Because the cubs were so bonded and had been through so much, zoo officials hoped they could stay together. The zoo worked with California Fish and Game and Southwest Wildlife Conservation Center (SWCC) in Scottsdale to transfer the two to SWCC, the only facility that could give the California cubs a home together.

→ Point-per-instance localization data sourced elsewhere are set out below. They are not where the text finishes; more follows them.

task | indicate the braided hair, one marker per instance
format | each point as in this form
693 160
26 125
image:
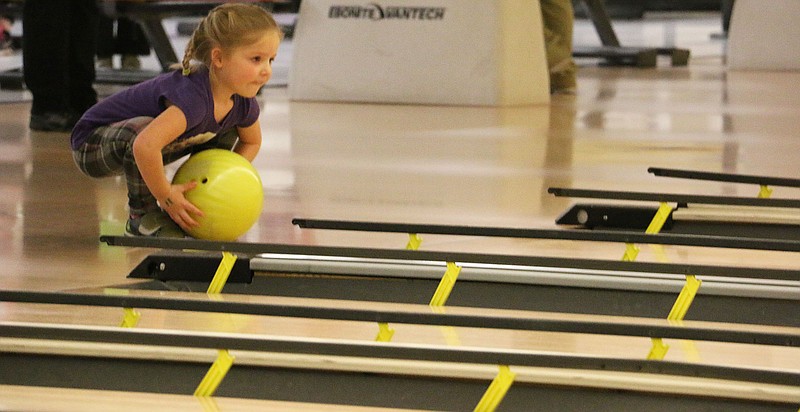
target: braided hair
227 26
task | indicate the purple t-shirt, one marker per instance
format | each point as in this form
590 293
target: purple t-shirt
191 94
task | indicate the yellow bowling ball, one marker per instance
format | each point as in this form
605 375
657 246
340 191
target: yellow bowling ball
228 191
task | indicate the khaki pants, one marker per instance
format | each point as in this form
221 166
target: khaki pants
558 19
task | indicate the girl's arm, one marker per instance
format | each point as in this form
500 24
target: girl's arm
249 141
147 151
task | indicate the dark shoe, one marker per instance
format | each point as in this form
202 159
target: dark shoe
53 122
156 224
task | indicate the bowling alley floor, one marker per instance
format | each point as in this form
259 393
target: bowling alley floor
480 166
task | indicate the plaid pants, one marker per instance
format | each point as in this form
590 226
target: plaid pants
108 151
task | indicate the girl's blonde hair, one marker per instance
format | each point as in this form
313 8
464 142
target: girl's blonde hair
227 26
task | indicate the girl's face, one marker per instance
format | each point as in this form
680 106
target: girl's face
245 69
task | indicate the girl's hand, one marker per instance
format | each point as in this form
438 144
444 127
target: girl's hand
179 208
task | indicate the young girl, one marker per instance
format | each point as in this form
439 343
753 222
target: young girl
210 103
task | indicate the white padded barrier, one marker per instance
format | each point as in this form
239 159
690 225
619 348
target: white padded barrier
448 52
764 35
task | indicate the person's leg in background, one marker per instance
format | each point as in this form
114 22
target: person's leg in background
558 19
58 60
131 43
83 45
105 42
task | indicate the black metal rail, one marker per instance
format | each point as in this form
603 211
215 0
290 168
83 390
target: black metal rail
716 332
558 234
416 255
674 198
381 350
724 177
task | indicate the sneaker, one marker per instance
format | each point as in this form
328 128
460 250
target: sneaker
52 122
105 63
156 224
131 62
563 82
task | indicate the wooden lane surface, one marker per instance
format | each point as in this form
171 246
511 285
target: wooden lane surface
716 353
32 398
613 380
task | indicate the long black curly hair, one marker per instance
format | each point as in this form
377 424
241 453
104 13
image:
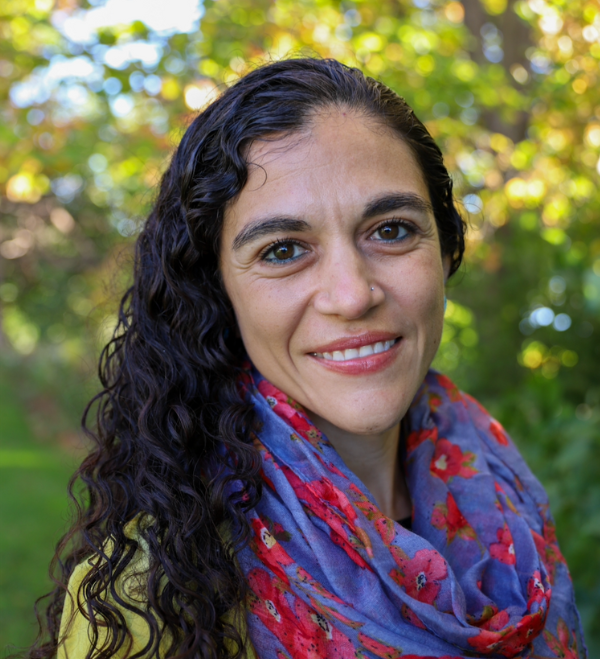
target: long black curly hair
171 432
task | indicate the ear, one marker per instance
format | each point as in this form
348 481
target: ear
446 264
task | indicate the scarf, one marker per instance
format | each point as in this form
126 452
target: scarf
479 575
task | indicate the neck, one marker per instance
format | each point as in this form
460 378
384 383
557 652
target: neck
374 459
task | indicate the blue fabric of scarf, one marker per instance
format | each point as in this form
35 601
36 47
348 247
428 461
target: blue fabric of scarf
479 575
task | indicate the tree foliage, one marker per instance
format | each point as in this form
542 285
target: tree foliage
510 90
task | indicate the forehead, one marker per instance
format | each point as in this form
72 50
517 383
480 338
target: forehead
330 168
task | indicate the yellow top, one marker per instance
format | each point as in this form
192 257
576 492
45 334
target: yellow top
75 630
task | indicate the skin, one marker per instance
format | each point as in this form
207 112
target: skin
323 179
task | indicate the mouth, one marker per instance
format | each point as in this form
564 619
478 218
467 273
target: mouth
352 354
368 354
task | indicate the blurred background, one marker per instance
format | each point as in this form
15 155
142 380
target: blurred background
94 95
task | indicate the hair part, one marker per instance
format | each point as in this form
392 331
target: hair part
171 434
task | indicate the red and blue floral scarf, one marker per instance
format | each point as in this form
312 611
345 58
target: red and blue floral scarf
479 575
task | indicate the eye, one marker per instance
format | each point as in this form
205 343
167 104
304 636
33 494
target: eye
283 252
392 232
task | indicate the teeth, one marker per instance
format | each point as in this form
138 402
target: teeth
353 353
365 351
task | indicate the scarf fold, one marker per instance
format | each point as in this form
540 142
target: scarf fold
480 574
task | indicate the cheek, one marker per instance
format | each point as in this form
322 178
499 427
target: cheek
266 320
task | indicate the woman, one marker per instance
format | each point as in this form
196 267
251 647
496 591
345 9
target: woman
270 429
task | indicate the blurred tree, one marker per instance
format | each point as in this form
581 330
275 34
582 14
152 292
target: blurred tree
91 108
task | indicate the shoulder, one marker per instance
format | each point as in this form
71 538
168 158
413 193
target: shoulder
75 628
75 631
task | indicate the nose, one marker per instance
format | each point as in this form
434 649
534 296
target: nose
346 287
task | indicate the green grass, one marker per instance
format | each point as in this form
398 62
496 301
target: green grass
33 513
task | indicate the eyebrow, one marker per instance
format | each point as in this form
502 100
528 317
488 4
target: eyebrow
378 206
395 202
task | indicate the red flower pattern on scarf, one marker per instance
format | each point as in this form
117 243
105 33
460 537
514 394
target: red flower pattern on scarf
561 645
304 615
420 575
447 516
504 549
449 461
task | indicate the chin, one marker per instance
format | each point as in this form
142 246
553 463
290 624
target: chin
371 423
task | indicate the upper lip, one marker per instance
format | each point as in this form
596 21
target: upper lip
349 342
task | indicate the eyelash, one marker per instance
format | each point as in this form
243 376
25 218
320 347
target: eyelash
409 226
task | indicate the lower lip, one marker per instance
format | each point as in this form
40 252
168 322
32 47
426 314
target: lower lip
362 365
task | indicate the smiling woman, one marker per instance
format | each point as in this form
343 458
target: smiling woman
278 472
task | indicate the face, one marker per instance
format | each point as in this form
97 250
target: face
331 258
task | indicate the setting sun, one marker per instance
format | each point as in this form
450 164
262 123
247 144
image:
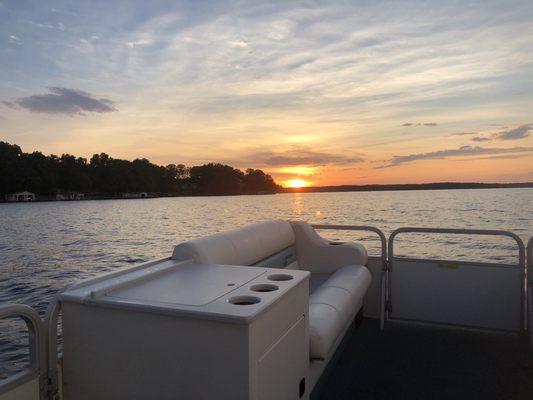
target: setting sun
297 183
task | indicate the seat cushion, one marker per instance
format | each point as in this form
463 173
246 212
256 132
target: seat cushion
333 305
243 246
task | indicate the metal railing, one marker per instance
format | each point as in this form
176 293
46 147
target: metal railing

Known as Cypress and Ash, the cubs were flown to Scottsdale by Joy Covey of Woodside, CA, a private pilot who is donating her services through LightHawk, North America’s largest and oldest volunteer-based environmental aviation organization. "It took a lot people working together to save the lives of these beautiful young mountain lions," says Linda Searles, Founder and Executive Director of Southwest Wildlife Conservation Center. "We rely on collaborative relationships like those we have with LightHawk, the Folsom City Zoo Sanctuary, California Fish and Game and other conservation groups."

"The donated flight will move these mountain lion kittens to their new home without the stress of commercial air travel or a 15-hour drive," explains Rudy Engholm, Executive Director of LightHawk. "And the volunteer pilot will have the bragging rights of carrying some pretty cute passengers."

The cubs — which can grow to more than 100 pounds as adults — will eventually live in a large enclosure with other mountain lions at Southwest Wildlife.